In Situ Impurity Phase Repair Strategy Enables Highly‐Efficient Perovskite Solar Cells with Periodic Photovoltaic Performance

Abstract The photoactive α‐phase of formamidinium lead iodide perovskite (α‐FAPbI 3 ) is regarded as one of the ideal materials for high‐efficiency perovskite solar cells (PSCs) due to its superior optoelectronic properties. However, during the deposition of α‐FAPbI 3 perovskite films, the presence of impurity phases, such as PbI 2 and δ‐FAPbI 3 , can cause the formation of inherent defects, which leads to suboptimal charge transport and extraction properties, as well as inadequate long‐term stability in the film's morphology and structure.
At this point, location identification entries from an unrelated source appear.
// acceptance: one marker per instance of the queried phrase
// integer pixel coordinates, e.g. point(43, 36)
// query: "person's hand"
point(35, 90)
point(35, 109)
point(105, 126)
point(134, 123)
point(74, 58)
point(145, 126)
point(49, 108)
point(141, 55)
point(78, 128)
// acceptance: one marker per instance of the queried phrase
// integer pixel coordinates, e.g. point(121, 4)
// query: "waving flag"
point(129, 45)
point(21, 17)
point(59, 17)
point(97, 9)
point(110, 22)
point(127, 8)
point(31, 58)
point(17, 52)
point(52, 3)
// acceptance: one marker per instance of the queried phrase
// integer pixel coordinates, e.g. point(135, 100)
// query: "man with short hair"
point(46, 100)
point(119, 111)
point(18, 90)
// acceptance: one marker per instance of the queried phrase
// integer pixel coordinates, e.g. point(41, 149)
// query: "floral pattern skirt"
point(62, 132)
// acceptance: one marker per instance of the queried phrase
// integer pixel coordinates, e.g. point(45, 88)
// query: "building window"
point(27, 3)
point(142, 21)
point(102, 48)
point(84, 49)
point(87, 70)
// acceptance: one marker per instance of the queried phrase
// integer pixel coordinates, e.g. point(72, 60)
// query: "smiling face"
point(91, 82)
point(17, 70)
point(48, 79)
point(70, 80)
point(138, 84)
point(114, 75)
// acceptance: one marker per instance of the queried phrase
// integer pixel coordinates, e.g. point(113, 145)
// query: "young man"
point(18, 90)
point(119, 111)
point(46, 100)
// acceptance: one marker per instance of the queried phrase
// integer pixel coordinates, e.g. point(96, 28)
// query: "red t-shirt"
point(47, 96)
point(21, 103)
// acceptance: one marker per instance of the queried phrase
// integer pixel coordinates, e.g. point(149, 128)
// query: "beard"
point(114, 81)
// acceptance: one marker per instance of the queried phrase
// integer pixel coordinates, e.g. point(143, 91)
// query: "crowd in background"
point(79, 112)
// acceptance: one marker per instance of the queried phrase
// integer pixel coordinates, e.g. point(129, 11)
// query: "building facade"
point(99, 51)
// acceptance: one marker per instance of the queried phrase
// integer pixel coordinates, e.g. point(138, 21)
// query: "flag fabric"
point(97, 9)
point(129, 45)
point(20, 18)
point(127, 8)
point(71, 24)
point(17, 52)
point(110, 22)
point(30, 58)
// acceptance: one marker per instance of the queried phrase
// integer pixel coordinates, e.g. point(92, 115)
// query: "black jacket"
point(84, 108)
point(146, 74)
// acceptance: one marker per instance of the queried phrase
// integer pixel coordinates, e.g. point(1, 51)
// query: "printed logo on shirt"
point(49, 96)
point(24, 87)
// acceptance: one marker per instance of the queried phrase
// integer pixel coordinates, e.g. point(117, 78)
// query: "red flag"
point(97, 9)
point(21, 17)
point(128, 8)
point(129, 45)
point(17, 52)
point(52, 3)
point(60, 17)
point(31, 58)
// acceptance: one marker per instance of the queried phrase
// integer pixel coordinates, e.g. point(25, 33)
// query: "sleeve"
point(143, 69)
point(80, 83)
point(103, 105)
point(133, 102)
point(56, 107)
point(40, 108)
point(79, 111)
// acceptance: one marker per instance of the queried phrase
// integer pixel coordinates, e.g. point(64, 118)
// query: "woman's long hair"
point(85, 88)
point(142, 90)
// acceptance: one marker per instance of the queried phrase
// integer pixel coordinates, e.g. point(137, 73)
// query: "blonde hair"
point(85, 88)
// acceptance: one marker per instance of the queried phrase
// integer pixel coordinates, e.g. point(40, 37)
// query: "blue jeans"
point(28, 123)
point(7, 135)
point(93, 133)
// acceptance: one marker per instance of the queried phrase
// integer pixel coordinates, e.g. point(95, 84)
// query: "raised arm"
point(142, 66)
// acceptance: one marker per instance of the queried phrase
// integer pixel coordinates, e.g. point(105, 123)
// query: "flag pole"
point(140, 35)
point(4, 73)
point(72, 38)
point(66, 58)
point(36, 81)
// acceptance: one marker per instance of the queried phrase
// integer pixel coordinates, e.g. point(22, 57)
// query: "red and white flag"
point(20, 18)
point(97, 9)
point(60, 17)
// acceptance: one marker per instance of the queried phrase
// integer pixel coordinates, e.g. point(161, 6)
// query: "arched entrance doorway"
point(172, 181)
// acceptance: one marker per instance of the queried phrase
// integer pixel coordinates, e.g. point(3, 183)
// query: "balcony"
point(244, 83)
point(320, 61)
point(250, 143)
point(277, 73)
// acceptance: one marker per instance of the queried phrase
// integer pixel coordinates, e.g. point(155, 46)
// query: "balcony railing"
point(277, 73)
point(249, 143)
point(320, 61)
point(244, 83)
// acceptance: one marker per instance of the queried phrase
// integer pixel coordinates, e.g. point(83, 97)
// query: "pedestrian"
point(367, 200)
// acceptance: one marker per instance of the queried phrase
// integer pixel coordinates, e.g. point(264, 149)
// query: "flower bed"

To address these issues, an impurity phase repair strategy is employed using FAI/MASCN mixed vapors to convert the impurity phases into light‐absorbing α‐FAPbI 3 . Meanwhile, this recrystallization process also facilitates the recovery of its characteristic morphology, thereby improving efficiency and enhancing the durability of PSCs. This approach promotes the PSCs to obtain an efficiency of 26.05% (with a certified efficiency of 25.67%, and steady‐state PCE of 25.41%). Additionally, this approach is suitable for the fabrication of large‐area devices, obtaining a 1 cm 2 device with a PCE of 24.52% and a mini‐module (with an area of 17.1 cm 2 ) with a PCE of 22.35%. Furthermore, it is found that this strategy enables cyclic repair of aged perovskite films, with the perovskite solar cells retaining ≈ 94.3% of their initial efficiency after two cycles of repair, significantly enhancing the lifetime of the perovskite solar cells.